Letter to the Editor

To the Editor:

During this time in which many of our day to day activities have been affected by Covid-19, one thing has not changed: the value of our public higher education institutions. Here in Berkshire County, MCLA and Berkshire Community College continue to serve our students, many of them local residents and the majority residents of this Commonwealth. While the modalities we are using to teach, counsel, advise, and provide all types services have widened to include more online and hybrid as well as in person delivery when it can be safely done, BCC and MCLA are open to our students. We remain the most affordable and accessible institutions in the county. Together with our colleagues at the University of Massachusetts campuses, we continue to educate our citizens.

It is for these reasons that we wish to express our opinion that public higher education campuses deserve level funding at the very least. Our students deserve and should have access to the range of programs, courses, and support services of all kinds; during this pandemic, students have more needs to be met, not fewer. Public higher education has suffered through many years of underfunding. Although the work done at public institutions of higher education is often praised, such lip service doesn’t pay the salaries and other fixed costs on our campuses. Praise has never funded a scholarship or kept tuition and fees from the increases necessary when state aid is insufficient. If ever there was a time to turn praise into line items of the budget, this is that time.

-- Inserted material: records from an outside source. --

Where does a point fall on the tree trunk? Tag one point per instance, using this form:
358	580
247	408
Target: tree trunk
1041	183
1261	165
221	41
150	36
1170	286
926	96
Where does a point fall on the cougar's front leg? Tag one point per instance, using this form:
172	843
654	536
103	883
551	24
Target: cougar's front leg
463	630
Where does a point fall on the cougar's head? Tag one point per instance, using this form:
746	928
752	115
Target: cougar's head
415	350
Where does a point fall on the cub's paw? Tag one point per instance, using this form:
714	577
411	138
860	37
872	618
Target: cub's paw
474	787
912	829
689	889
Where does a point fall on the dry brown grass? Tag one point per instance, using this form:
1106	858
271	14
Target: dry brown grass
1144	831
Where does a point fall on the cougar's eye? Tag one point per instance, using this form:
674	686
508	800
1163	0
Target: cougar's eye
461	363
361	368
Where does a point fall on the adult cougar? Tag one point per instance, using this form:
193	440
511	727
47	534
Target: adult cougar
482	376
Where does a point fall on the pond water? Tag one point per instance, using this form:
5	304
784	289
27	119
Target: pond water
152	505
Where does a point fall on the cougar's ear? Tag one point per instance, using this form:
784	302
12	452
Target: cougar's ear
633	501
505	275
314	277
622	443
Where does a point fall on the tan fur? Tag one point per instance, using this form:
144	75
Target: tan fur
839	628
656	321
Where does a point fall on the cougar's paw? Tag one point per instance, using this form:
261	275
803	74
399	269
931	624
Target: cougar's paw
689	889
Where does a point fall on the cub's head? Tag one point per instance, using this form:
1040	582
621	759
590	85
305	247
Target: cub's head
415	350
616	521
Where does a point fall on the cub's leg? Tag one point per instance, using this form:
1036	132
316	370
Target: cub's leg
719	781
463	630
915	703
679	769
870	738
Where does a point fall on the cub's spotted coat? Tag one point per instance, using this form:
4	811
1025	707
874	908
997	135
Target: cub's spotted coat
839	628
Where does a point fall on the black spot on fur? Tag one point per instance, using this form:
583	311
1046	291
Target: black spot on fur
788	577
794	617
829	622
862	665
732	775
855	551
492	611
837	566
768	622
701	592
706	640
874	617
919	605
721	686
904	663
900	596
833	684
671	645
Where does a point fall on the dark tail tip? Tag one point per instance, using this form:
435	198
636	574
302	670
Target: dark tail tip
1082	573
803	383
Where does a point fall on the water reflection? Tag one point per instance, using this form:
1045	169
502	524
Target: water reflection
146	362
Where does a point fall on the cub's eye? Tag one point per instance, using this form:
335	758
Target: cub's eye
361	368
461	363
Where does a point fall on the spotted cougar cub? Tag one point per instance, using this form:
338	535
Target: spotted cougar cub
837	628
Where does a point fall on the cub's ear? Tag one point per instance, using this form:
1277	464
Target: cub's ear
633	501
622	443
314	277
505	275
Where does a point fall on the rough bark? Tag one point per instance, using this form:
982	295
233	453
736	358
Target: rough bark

Our public colleges and universities provide the workers that are needed in our communities. From nurses to teachers, from scientists to computer specialists, from professors to hospitality workers, from writers to public servants of all kinds, how many of us were educated at least in part at our public colleges? Workforce development and adult basic education also takes place on our campuses. We provide those who cannot or choose not to leave the area with quality education that is relatively affordable. Those employed by the colleges are able to invest in the community as well, buying homes, raising families, and supporting local businesses.